А впрочем, почему? Так уж он устроен. Его жену Рут подчас поражало и возмущало, с какой легкостью он пускался в погоню за красивой мечтой в самые серьезные моменты их совместной жизни. Она говорила, что он ведет себя, как мальчишка. Он защищался, утверждая, что это помогает ему сохранить равновесие. Рут возражала, что он идет на уловки, чтобы не лишать себя комфорта и покоя, которые он ценит превыше всего. Иногда она говорила: «Ты дождешься, что попадешь в беду, а меня не будет рядом и некому будет подать тебе ночные туфли». А он только смеялся и уверял ее, что отлично уладит все сам.
Он ничего не уладил. Толачьян погиб, Торп томится в госпитале. Сам он мечтает о женщине, которая ясно сказала, что он ей не нужен. И на войне он тоже никак не отличился.
Его мысли прервал голос Макгайра.
— Что такое? — переспросил Иетс.
Макгайр повторил:
— Видно, я так и буду ездить взад-вперед между отелем и военной полицией.
— Кто это ездит взад-вперед?
— Да я только что оттуда.
— Возили капитана Люмиса в полицию?
— Ну да.
Иетс промолчал. Но Макгайру хотелось поболтать. С того дня, как он увидал пьяного Люмиса с женщиной у окна отеля «Скриб», он перестал с ним разговаривать, кроме как по долгу службы. Люмис после двух-трех неудачных попыток отступился, но угрюмое молчание шофера злило его, и он стал выговаривать ему за то, что «виллис» плохо вымыт, и за прочие пустяки, из чего Макгайр заключил, что капитан ищет случая от него избавиться.

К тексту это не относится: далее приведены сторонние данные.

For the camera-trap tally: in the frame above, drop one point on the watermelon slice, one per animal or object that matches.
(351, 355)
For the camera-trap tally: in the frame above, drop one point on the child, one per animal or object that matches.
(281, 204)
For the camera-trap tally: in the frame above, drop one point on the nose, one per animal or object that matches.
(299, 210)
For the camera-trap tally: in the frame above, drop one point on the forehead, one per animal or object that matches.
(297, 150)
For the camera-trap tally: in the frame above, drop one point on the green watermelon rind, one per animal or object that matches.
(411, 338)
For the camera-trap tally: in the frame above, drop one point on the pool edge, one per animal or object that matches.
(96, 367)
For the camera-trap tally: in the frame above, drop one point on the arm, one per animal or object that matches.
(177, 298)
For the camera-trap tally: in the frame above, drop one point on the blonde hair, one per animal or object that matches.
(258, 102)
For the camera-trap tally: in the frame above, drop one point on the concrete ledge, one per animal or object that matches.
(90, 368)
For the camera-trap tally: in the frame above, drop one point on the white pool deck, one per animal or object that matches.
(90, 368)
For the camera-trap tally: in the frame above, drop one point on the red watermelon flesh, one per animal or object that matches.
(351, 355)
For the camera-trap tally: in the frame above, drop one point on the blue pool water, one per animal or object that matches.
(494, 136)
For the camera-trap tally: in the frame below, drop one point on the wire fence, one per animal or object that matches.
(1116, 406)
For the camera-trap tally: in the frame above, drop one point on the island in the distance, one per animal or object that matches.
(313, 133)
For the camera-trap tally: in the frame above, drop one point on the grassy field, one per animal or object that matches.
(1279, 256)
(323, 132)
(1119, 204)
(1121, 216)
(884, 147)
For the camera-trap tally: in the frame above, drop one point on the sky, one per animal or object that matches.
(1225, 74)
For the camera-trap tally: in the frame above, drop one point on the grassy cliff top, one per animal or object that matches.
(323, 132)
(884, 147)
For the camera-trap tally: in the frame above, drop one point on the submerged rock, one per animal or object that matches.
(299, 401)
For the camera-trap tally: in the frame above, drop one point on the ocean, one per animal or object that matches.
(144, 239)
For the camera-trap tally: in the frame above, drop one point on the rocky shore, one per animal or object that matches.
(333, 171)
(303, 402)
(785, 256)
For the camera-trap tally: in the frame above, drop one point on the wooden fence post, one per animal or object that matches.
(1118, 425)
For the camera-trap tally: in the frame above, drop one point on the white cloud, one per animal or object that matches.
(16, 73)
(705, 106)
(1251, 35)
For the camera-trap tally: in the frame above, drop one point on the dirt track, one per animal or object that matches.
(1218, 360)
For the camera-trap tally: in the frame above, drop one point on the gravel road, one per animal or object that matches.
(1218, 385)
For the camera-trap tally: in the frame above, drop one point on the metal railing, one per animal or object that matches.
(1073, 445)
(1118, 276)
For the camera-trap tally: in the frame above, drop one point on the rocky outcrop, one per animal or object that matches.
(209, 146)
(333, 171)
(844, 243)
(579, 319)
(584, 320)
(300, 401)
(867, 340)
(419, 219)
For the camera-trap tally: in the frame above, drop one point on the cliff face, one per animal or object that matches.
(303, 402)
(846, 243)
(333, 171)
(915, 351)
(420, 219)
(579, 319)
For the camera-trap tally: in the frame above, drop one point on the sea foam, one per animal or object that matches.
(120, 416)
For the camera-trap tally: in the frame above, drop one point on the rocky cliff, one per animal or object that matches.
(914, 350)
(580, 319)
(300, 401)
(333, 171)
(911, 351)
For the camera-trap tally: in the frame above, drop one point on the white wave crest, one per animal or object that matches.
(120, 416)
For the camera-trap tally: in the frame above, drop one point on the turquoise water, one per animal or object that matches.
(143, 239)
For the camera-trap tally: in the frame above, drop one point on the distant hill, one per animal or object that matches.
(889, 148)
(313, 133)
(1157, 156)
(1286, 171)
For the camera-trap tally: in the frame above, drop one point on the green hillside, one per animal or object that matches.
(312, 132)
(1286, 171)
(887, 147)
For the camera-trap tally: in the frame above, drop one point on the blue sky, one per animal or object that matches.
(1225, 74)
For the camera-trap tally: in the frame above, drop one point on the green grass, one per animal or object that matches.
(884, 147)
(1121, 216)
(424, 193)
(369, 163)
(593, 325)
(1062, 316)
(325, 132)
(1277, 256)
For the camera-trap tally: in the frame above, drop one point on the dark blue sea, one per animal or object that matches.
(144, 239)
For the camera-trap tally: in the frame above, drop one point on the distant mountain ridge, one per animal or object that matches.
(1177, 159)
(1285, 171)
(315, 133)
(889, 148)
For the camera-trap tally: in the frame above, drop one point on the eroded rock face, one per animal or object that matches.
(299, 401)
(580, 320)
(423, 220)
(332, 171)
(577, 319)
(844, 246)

Макгайр надеялся, что, может быть, Иетс, у которого не было своей машины, заберет его себе вместе с «виллисом».
— Я не знаю, зачем капитан Люмис туда ездил, — объяснил он с готовностью. — Но догадаться нетрудно, наверно, что-нибудь насчет Торпа.
— Едва ли, — сказал Иетс. — Торпа вчера вечером перевезли в госпиталь.

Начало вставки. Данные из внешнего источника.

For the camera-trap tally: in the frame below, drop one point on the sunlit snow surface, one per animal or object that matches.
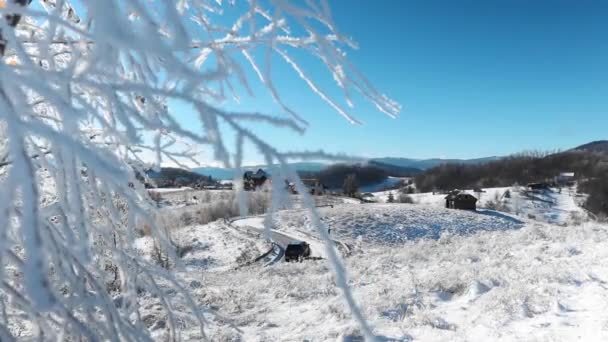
(488, 278)
(397, 223)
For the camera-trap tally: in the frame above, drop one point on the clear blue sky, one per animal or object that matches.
(475, 78)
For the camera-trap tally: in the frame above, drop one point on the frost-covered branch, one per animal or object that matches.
(87, 96)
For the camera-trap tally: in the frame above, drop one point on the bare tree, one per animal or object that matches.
(86, 94)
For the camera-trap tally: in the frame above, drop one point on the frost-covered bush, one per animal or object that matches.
(87, 93)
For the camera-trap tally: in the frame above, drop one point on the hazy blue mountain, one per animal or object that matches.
(224, 174)
(425, 164)
(397, 166)
(594, 146)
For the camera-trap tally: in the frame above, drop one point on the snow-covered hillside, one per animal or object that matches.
(551, 206)
(418, 272)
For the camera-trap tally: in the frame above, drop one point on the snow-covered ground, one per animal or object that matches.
(397, 223)
(551, 206)
(390, 182)
(419, 273)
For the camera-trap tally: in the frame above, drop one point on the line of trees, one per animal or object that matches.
(522, 169)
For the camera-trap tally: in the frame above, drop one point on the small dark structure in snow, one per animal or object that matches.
(460, 200)
(538, 186)
(297, 251)
(252, 181)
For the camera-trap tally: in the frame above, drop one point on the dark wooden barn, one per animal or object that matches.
(460, 200)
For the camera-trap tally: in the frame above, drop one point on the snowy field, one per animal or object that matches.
(397, 223)
(549, 206)
(419, 273)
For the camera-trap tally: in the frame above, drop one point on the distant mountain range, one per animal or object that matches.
(594, 146)
(425, 164)
(401, 167)
(225, 174)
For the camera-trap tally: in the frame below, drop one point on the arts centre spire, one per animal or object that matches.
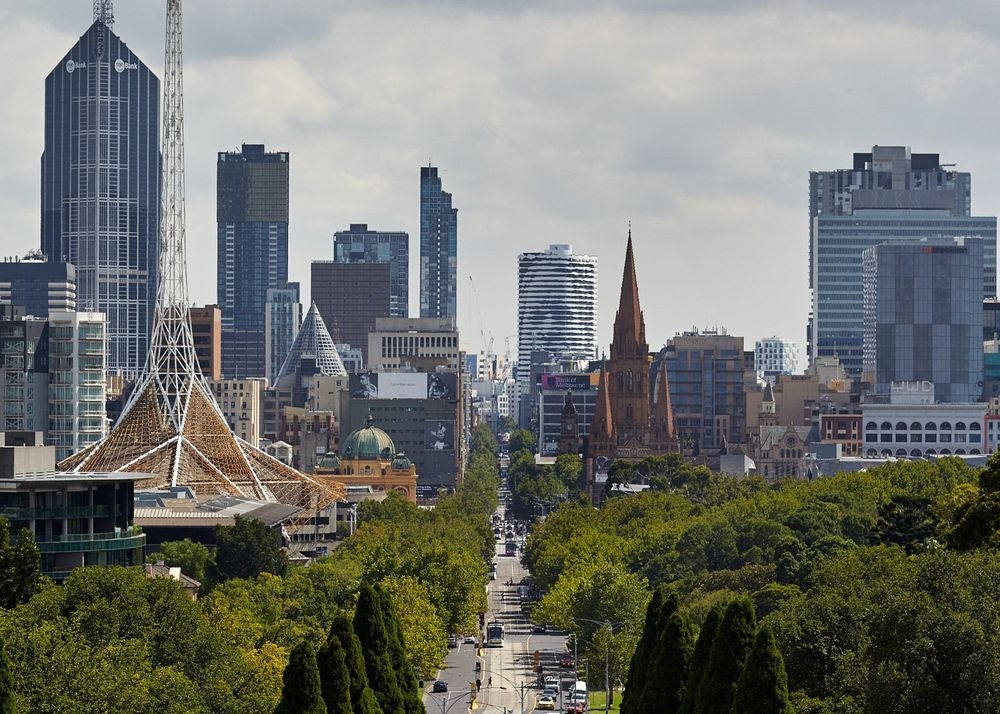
(171, 426)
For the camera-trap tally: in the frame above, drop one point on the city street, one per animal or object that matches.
(507, 673)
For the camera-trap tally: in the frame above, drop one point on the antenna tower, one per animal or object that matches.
(171, 426)
(104, 13)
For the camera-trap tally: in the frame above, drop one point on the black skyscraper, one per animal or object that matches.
(101, 186)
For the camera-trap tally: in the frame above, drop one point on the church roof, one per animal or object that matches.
(313, 339)
(368, 443)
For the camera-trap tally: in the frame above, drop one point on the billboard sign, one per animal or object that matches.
(402, 385)
(442, 385)
(364, 385)
(562, 382)
(439, 435)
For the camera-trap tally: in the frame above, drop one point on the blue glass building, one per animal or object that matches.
(889, 195)
(361, 245)
(438, 247)
(101, 186)
(252, 214)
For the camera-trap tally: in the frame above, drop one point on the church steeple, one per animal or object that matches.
(663, 417)
(630, 328)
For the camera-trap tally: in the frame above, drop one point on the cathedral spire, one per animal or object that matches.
(663, 418)
(602, 425)
(630, 328)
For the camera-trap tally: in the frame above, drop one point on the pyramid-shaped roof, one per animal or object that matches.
(313, 339)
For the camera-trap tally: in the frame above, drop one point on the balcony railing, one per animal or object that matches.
(28, 514)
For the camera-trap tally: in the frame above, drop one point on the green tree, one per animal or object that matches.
(362, 698)
(301, 691)
(192, 558)
(730, 649)
(376, 644)
(7, 705)
(421, 627)
(643, 650)
(406, 679)
(669, 673)
(522, 439)
(246, 549)
(19, 567)
(699, 660)
(763, 685)
(334, 678)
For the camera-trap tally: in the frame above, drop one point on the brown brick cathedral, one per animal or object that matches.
(632, 418)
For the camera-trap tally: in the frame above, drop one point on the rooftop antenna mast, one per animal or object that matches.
(104, 13)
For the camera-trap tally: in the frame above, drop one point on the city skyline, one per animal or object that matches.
(711, 172)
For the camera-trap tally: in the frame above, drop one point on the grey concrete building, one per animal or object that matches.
(889, 194)
(924, 316)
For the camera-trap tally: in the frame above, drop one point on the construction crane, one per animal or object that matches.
(482, 325)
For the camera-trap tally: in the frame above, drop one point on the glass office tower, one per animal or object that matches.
(438, 247)
(889, 195)
(252, 214)
(101, 186)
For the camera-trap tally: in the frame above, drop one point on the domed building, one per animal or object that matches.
(369, 458)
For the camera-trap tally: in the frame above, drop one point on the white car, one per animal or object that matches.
(545, 702)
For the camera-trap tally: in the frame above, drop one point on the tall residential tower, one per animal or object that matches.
(438, 248)
(358, 244)
(556, 307)
(101, 185)
(252, 211)
(888, 195)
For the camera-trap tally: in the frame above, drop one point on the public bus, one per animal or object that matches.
(494, 634)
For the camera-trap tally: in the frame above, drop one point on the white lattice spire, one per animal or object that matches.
(172, 428)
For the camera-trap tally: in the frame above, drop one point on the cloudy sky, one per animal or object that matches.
(552, 122)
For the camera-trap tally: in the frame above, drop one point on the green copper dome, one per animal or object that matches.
(368, 443)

— Может, и так, — согласился Макгайр и после паузы добавил: — Ни за что упекли человека.
Оттого, что слова эти были сказаны будто бы мимоходом, они приобрели особую остроту. Макгайр, простой, неученый человек, не прятался от фактов. Но он перехватил. И Иетс сказал строго:
— Запомните — я этого не слышал. Но советую вам впредь поосторожнее отзываться о капитане Люмисе и вообще об офицерах.

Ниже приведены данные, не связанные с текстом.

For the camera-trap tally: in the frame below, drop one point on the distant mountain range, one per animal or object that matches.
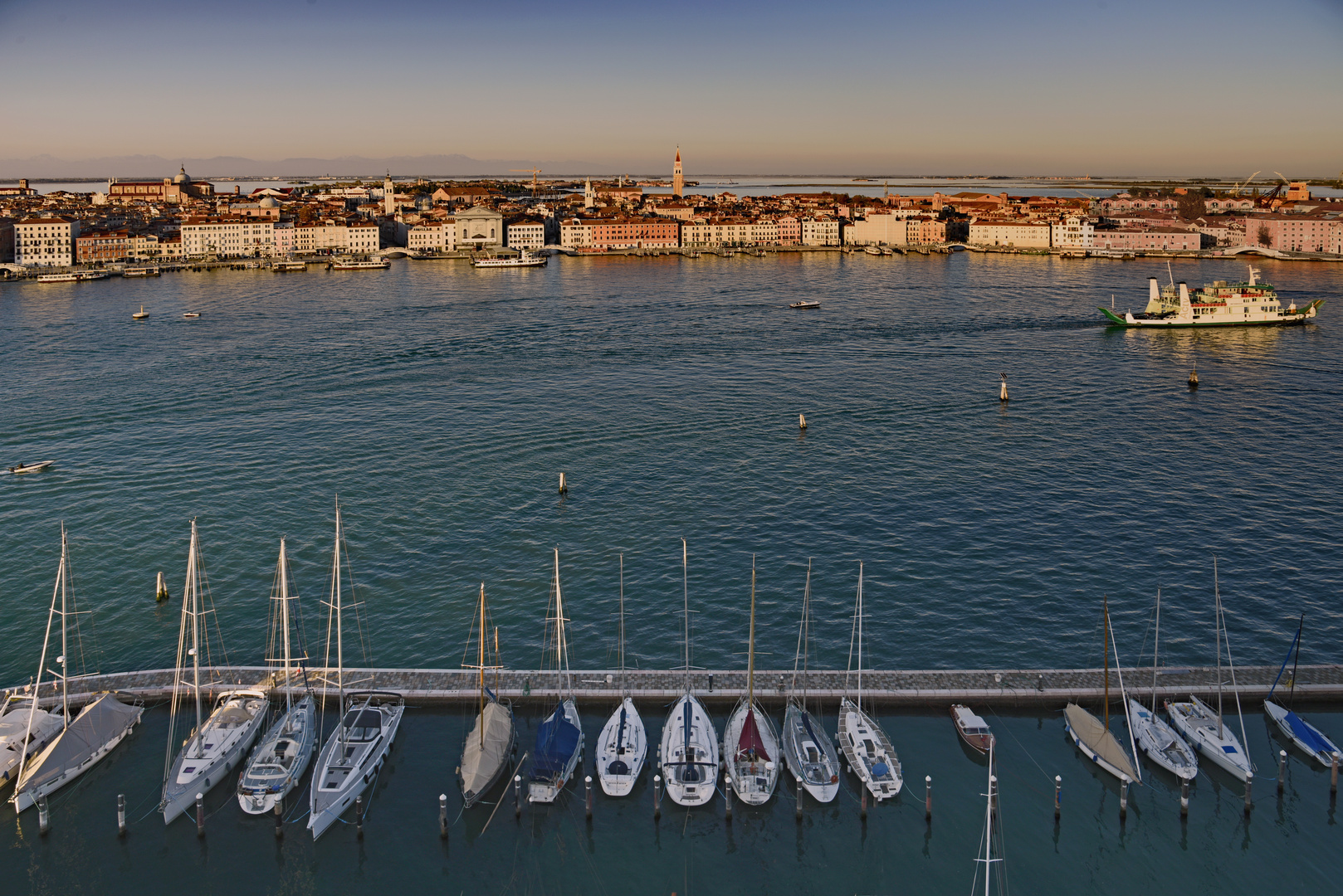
(156, 167)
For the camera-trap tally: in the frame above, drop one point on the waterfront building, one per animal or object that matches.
(525, 232)
(819, 231)
(227, 236)
(1073, 231)
(480, 227)
(1026, 234)
(46, 242)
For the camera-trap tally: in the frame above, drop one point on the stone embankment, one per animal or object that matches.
(930, 688)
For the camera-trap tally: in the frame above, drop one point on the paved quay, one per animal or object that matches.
(928, 688)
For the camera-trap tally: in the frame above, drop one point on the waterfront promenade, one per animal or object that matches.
(927, 688)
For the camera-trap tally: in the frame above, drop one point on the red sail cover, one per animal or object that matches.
(750, 739)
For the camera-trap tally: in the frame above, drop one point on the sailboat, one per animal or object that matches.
(491, 740)
(812, 757)
(864, 743)
(217, 743)
(1201, 724)
(52, 750)
(1297, 730)
(358, 748)
(689, 751)
(1158, 739)
(623, 744)
(750, 740)
(559, 740)
(1093, 737)
(280, 761)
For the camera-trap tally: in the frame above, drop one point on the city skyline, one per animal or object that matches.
(1047, 89)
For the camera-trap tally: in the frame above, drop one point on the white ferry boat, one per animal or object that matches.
(369, 264)
(524, 260)
(71, 277)
(1218, 304)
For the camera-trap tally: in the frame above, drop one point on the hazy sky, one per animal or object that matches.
(1099, 86)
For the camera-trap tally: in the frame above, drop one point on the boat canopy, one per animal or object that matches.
(750, 746)
(556, 740)
(1099, 739)
(101, 720)
(482, 761)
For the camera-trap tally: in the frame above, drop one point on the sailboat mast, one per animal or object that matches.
(685, 598)
(622, 626)
(751, 642)
(284, 620)
(1292, 691)
(193, 581)
(860, 635)
(1106, 652)
(65, 648)
(1217, 627)
(1156, 644)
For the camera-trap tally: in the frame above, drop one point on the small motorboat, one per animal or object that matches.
(973, 728)
(30, 468)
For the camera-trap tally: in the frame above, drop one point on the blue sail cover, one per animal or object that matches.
(556, 740)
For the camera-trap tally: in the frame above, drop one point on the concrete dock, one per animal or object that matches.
(927, 688)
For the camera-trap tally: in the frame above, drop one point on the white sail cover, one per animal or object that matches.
(1099, 739)
(481, 763)
(100, 722)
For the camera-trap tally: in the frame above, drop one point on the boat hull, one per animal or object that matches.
(810, 754)
(621, 751)
(191, 776)
(267, 779)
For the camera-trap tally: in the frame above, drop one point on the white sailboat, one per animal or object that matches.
(1201, 724)
(1310, 739)
(486, 748)
(559, 740)
(1093, 737)
(358, 748)
(750, 742)
(280, 761)
(810, 754)
(217, 743)
(1158, 739)
(689, 751)
(52, 750)
(623, 744)
(864, 743)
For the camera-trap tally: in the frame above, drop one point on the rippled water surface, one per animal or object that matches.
(441, 403)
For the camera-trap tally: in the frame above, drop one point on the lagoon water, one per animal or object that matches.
(441, 403)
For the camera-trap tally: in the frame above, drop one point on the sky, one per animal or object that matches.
(1184, 88)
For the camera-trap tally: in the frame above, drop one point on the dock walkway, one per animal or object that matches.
(927, 688)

— Что? — Макгайр замедлил ход. — Да я про капитана ни словом не обмолвился.
Иетс вздрогнул. Ведь и правда, Макгайр никого не назвал, тем более Люмиса. Он сам подсказал ему это имя, допустил один из тех промахов, которые говорят о направлении наших мыслей больше, чем мы хотели бы о нем знать.
Макгайр затормозил.
— Приехали.
Иетс вошел в подъезд. Унылая приемная напомнила ему полицейские участки на родине; не хватало только потускневшей медной плевательницы, окруженной свидетельствами недостаточно меткого огня.
Он справился у дежурного сержанта, молодого человека с нечистым цветом лица, как ему найти француза, которого доставили накануне вместе с американским солдатом до фамилии Торп.
— Знаю, знаю, — сказал сержант, — тут с ним беспокойства не оберешься. Да, мы его выпустим, но нужна подпись нашего лейтенанта, а он еще не приходил.
— Так этот француз здесь?
— А как же!
— Почему вы хотите его выпустить?
— Это не я хочу его выпустить. Мне до него дела нет. — Сержант злился, однако помнил, что разговаривает с офицером. — Но тут только что был один капитан — не помню фамилии, впрочем, если хотите, могу посмотреть…
— Спасибо, я знаю, — поспешил заверить его Иетс. — Так зачем же приезжал этот капитан?